AMBER Alert linked to Web
High-tech boost is expected to vastly improve the system
The nation's AMBER Alert system will be connected to the Web starting today, a major technological boost that users say should make it easier for the system to thwart child abductions by transmitting messages over pagers, cell phones and BlackBerrys.
"The tag line on all this is, 'We'll all be looking for you,' " said Chris Warner, president of E2C, the Scottsdale, Ariz., company that has engineered AMBER Alert's Web portal. "This unbelievable technology is going to make that possible."
Until now, AMBER Alerts have been based on radio technology, meaning that messages have depended on the nation's old and sometimes unreliable emergency alert system to notify citizens of natural disasters and other civil emergencies.
The new Web-based system can process and transmit emergency information more quickly and to a wider variety of devices. It comes with software that pinpoints the location of an abduction and sends out emergency messages targeted to that locale.
AMBER Alert managers in 11 states will have access to the new portal, Warner said. Use of the system is expected to expand to the 49 states that have statewide AMBER Alert systems. Hawaii has no statewide system but has several local alert networks. Utah is not one of the 11 states.

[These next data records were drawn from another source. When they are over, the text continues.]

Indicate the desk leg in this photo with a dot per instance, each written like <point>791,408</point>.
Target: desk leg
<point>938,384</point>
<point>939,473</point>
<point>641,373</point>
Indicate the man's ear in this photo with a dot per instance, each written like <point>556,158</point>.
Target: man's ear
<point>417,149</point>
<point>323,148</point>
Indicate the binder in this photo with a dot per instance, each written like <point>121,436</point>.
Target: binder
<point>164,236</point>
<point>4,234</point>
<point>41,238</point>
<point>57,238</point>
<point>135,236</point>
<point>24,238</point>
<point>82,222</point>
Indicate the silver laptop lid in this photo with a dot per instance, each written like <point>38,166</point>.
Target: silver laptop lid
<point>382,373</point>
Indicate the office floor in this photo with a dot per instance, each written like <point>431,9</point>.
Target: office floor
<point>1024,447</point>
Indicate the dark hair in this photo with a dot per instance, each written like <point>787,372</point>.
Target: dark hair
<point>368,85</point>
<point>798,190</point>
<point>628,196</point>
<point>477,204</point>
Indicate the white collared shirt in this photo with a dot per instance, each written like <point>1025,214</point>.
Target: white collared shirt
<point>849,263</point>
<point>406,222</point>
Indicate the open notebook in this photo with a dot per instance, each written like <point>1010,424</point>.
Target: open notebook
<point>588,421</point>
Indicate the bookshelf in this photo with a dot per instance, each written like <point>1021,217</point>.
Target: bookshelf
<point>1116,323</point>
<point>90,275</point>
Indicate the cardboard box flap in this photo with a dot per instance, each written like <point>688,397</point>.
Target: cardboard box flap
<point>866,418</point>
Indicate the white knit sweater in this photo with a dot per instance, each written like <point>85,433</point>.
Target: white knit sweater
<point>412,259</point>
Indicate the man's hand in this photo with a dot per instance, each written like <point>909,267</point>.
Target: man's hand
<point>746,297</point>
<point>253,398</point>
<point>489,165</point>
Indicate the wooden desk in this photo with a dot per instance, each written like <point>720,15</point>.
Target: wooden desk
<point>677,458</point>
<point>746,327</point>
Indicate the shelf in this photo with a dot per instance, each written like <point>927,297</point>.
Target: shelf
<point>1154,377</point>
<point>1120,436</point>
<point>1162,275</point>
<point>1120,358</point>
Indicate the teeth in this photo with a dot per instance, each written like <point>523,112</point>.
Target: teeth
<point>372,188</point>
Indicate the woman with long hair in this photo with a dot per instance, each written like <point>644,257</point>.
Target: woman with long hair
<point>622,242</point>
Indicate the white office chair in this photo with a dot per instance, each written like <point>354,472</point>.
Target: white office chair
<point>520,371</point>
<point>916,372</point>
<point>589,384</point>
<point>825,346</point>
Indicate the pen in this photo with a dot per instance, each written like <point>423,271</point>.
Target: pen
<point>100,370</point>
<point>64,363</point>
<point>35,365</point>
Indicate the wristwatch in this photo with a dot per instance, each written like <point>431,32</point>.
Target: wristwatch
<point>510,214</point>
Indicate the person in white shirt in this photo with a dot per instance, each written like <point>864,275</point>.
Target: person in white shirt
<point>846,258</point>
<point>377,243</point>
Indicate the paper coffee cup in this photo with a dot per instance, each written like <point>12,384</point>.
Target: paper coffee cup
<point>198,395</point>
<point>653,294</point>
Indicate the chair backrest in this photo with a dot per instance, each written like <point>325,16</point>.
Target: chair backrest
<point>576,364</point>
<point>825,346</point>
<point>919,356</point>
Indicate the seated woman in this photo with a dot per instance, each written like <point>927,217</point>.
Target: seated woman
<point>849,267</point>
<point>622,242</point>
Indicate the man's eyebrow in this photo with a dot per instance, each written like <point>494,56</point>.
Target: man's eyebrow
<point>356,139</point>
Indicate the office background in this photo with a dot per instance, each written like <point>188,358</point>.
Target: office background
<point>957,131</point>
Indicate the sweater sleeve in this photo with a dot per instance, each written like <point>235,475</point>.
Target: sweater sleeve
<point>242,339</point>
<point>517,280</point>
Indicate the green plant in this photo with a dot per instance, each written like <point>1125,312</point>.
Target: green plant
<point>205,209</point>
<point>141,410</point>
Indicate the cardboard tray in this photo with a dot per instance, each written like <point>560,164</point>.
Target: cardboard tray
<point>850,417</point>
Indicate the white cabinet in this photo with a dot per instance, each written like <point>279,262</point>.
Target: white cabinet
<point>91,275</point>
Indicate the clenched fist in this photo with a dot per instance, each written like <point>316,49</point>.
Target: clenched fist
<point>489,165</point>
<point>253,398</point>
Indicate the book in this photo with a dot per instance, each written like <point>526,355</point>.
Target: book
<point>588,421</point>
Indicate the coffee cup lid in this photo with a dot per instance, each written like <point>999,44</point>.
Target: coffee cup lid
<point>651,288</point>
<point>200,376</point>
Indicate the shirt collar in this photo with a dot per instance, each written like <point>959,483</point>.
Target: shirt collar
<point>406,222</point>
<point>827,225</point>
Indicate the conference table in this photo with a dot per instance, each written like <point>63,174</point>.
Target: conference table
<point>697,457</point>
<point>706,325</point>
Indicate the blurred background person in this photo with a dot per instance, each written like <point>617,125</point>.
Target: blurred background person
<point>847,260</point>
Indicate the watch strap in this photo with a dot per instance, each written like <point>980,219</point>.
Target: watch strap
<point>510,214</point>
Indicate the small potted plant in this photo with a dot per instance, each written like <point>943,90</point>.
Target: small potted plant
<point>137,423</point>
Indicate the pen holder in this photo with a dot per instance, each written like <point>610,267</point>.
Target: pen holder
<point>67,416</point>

Targeted messages could help overcome one of the current system's weaknesses a scattershot technology that sends emergency messages beyond the area where they are most relevant.
"If there's an abduction in Kansas and the message goes right away to Maryland, that can be counterproductive," said John Rabun, a former police officer and chief operating officer of the National Center for Missing and Exploited Children. "It desensitizes people to the alerts."
The Web portal plan is expected to be announced in Seattle at a meeting of the National Governor's Association.
AMBER Alerts are named for Amber Hagerman, a 9-year-old abducted and killed in 1996 in Arlington, Texas. To aid in her search, local police commandeered the area's emergency broadcast system, posting descriptions on radio and television.
Since then, the system has attempted to get messages out through several different radio methods, including interactive highway signs. It has succeeded in recovering 137 abducted children since 1998, according to the Center for Missing and Exploited Children.